Time stretching algorithms and audio warping techniques used in modern music production
Hi! Today’s article will be about time stretching algorithms and several methods of aligning recorded audio takes to the beat tempo. It is natural that musicians are not machines and they can’t play the same musical part with the same intonation, attack, speed even if they are playing with a metronome.
But sometimes music production needs this perfect synchronization between notes played by musicians to produce top-quality music tracks. So, many mixing engineers have to do something to fix instrumental and voice timing and align it to the bar beats to sync to the song. In this article, I’ll do a short review of possible ways how to edit tracks and align them to the bars. I’m a guitarist, therefore all examples will be based on electric guitar recording 😊.
A bit of history
Before starting to talk about modern algorithms let’s spend a minute to talk about how it is done in the analog world. With analog recording media like tape and turntables, if you wanted to speed up or slow down already-recorded audio, you’d vary the playback speed. But along with the change in speed comes a change in pitch — the familiar “Chipmunk effect” where the tone of the audio gets either squeaky and high-pitched (speed-up) or deep and spooky (slow-down). Even with digital media, if you simply speed up or slow down the playback (i. e. change the sample rate), you’ll get the same artifacts.
Modern time-shifting algorithms don’t change the pitch of the audio, but they are doing some additional processing under the hood. At first, audio must be broken up into individual notes and syllables. This is done by transient detection and in some cases also by frequency analysis (material that has separate notes without strong transients). Switching between algorithms reveal individual markers for the newly separated notes, which are embedded in the audio file’s header. If you want a more detailed description of whats going on under the hood, please reference publications and videos in the latter part of this article. 

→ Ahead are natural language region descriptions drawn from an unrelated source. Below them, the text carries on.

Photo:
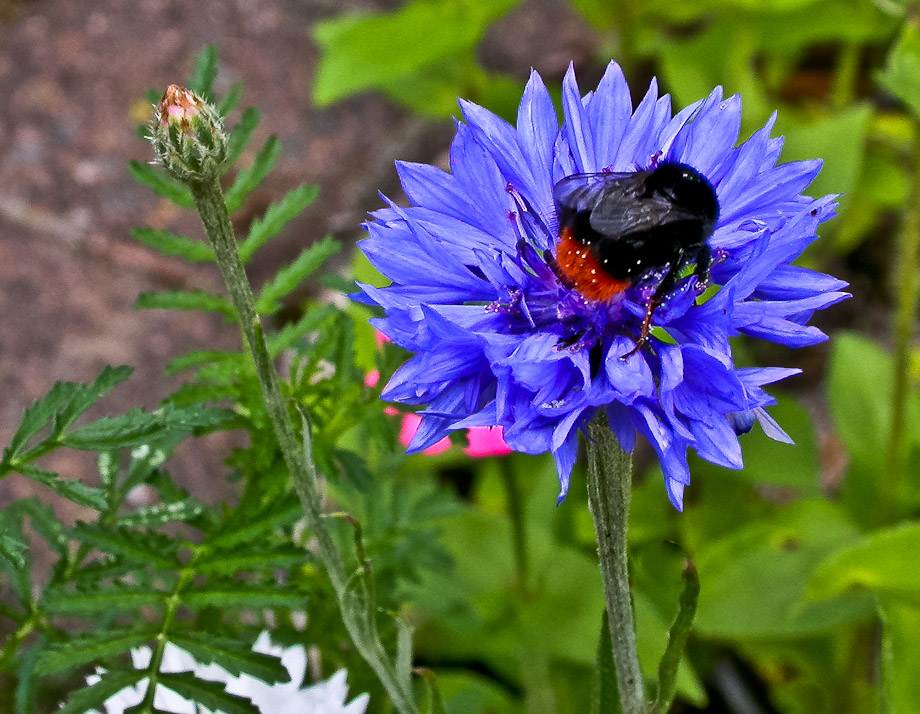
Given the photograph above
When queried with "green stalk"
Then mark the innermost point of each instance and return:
(609, 492)
(357, 607)
(908, 292)
(186, 576)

Time-Scale Modification Overview
Time-scale modification (TSM) is the task of speeding up or slowing down an audio signal’s playback speed without changing its pitch. In digital music production, TSM has become an indispensable tool, which is nowadays integrated in a wide range of music production software. Music signals are diverse — they comprise harmonic, percussive, and transient components, among others. Because of this wide range of acoustic and musical characteristics, there is no single TSM method that can cope with all kinds of audio signals equally well.

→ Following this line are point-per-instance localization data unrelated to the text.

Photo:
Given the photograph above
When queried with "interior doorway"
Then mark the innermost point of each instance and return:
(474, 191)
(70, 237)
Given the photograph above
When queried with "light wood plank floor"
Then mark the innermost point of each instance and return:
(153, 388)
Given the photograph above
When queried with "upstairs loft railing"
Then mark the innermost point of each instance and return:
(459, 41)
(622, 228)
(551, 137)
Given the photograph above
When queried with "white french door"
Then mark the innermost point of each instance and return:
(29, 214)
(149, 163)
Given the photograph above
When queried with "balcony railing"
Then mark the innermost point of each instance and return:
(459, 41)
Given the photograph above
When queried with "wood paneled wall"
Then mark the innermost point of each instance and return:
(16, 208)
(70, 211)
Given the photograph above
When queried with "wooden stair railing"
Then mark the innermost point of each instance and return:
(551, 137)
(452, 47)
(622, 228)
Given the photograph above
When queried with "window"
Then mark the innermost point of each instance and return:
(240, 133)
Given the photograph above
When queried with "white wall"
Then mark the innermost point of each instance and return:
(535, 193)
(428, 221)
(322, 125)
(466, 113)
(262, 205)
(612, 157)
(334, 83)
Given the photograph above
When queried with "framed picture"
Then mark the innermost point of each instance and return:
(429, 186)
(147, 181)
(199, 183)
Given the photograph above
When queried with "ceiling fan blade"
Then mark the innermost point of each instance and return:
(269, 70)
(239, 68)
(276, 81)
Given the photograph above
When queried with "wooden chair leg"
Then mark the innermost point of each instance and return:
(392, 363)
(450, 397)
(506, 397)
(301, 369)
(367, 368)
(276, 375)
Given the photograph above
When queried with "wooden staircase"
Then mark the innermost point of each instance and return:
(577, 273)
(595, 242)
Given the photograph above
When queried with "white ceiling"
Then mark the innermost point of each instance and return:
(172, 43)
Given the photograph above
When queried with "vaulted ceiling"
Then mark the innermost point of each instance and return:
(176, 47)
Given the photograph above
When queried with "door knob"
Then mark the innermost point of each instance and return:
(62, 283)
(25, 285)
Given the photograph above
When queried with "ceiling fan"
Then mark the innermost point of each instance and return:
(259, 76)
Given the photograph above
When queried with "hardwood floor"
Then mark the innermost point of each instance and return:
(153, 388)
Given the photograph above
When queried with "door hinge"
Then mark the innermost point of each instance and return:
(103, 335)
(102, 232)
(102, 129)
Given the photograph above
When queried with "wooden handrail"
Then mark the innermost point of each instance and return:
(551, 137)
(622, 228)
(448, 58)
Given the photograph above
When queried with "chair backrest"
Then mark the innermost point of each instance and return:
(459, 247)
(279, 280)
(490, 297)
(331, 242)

Therefore we know that for every specific musical instrument we have their own algorithms which do TSM in the best way. Let’s see what algorithms are provided by Cubase Pro 9.5.
Elastique Pro is the all-around solution for time-stretching and pitch-shifting. The Pro version is suited for professional use without introducing usual phasing artifacts and thus providing sharp transients and crystal clear vocals. It is made for best audio quality, without formant preservation and Elastique Pro Formant includes formant preservation.
Elastique Efficient is suited for complex polyphonic signals like complete mixes etc. This algorithm has improved performance at the price of a slightly decreased quality level. Both versions can be used over monophonic and polyphonic audio . All algorithms work in 3 modes :
- Time — favors timing accuracy over pitch accuracy.
- Pitch — favors pitch accuracy over timing accuracy.
- Tape — locks the pitch shift to the time stretch as if playing back a tape with varying speed. If you stretch the audio material, the pitch decreases automatically. This variant has no effect if you use it with event transpose or the transpose track.
Cubase also offers its own standard algorithms under the name “Standard”. This review is taken from official Cubase documentation :
- Standard Drums — for percussive sounds. This mode does not change the timing of your audio. If you use it with certain tuned percussion instruments, you may experience audible artifacts. In this case, try the Mix mode as an alternative.
- Standard Plucked — for audio with transients and a relatively stable spectral sound character like plucked instruments.
- Standard Pads — for pitched audio with slower rhythm and a stable spectral sound character. This minimizes sound artifacts, but the rhythmic accuracy is not preserved.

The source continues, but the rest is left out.